An der schwierigen Situation der Autohändler ändert das grundsätzlich nichts. Wenn die Automobilhersteller die Händler im Regen stehen lassen, bricht das BEV-Gebrauchtwagengeschäft bald massiv ein. Mercedes ist von der Qualität seiner Produkte überzeugt und gibt deshalb auf ausgewählte Modelle fünf Jahre Garantie. Bei Porsche ist man vom 911er ohnehin gewöhnt, dass Gebrauchtwagen gerne genommen werden. Also greift man auch in Zuffenhausen auf bewährte Verkaufsinstrumente wie die „Approved Garantie“ zurück. Ob das ausreicht, um die Wiederverkäufe bei Elektroautos anzukurbeln, wird sich zeigen. Bei VW hat man die Zeichen der Zeit erkannt und versucht gegenzusteuern. „Über das Vehicle Lifetime Modell werden die Volkswagen Financial Services zukünftig E-Fahrzeuge möglichst lange im eigenen Portfolio halten, um Kunden ein attraktives Gebrauchtwagenleasing anzubieten“, lässt der niedersächsische Autobauer verlauten.

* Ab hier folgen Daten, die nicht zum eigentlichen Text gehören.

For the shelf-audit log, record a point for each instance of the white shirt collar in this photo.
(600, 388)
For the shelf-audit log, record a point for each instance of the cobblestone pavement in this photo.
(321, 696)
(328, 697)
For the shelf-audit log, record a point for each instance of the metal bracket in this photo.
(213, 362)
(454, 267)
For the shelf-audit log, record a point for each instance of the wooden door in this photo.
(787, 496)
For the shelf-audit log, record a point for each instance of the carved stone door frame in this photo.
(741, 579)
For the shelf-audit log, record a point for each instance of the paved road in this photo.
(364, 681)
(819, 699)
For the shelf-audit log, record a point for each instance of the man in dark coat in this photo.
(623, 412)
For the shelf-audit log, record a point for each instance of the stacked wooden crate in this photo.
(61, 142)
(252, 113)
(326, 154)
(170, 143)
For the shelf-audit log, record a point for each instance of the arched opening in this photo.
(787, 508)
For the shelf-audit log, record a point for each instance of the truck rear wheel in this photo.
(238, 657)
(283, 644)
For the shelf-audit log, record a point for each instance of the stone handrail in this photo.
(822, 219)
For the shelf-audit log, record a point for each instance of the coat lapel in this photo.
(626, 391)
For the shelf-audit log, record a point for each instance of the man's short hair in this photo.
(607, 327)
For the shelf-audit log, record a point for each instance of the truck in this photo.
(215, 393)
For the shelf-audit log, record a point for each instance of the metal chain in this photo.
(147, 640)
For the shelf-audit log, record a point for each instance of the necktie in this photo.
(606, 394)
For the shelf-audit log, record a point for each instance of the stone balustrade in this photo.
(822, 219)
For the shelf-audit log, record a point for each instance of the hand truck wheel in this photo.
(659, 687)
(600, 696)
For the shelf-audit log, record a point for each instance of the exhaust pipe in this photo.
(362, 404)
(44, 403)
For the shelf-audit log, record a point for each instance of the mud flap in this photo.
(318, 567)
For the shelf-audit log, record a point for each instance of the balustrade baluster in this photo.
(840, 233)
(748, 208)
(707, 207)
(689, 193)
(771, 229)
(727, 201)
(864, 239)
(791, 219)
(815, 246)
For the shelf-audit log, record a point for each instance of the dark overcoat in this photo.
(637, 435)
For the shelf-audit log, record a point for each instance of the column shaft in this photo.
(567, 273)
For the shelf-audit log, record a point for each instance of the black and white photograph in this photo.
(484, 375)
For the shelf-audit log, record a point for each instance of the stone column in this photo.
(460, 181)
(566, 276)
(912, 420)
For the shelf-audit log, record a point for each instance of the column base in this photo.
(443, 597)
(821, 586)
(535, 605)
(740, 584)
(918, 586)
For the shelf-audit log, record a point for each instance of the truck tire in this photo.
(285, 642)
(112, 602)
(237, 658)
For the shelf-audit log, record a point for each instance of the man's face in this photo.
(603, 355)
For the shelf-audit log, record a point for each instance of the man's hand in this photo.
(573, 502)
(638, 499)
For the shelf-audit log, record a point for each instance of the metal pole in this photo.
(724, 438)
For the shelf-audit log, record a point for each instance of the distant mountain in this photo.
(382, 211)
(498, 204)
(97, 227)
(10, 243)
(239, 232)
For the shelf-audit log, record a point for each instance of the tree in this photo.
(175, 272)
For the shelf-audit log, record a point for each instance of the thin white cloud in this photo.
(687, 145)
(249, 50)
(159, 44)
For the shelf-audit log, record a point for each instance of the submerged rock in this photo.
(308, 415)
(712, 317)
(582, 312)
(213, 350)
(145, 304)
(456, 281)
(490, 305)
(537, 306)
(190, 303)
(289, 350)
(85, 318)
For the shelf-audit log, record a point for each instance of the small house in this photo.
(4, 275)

Für Philipp Seidel gibt es keine Zweifel: „Gebrauchte EV werden nicht zum Elektroschrott. Ja, wir müssen damit rechnen, dass die E-Fahrzeuge der ersten Generation einen kürzeren Lebenszyklus haben werden als klassische, etablierte Verbrenner. Das waren erste Gehversuche der Hersteller in einem neuen Umfeld. Das ist aber kein Problem der E-Mobilität an sich, sondern ist der Einführung jeder neuen Technologie inhärent. Der Restwert wird nach unten schon durch den hohen Wert der Batterie begrenzt. Jetzt folgen andere Marktphasen, die anders geprägt sein werden. Wer sich als Autohändler und Vertragshändler der großen Marken der E-Mobilität verweigert, wird es schwer haben."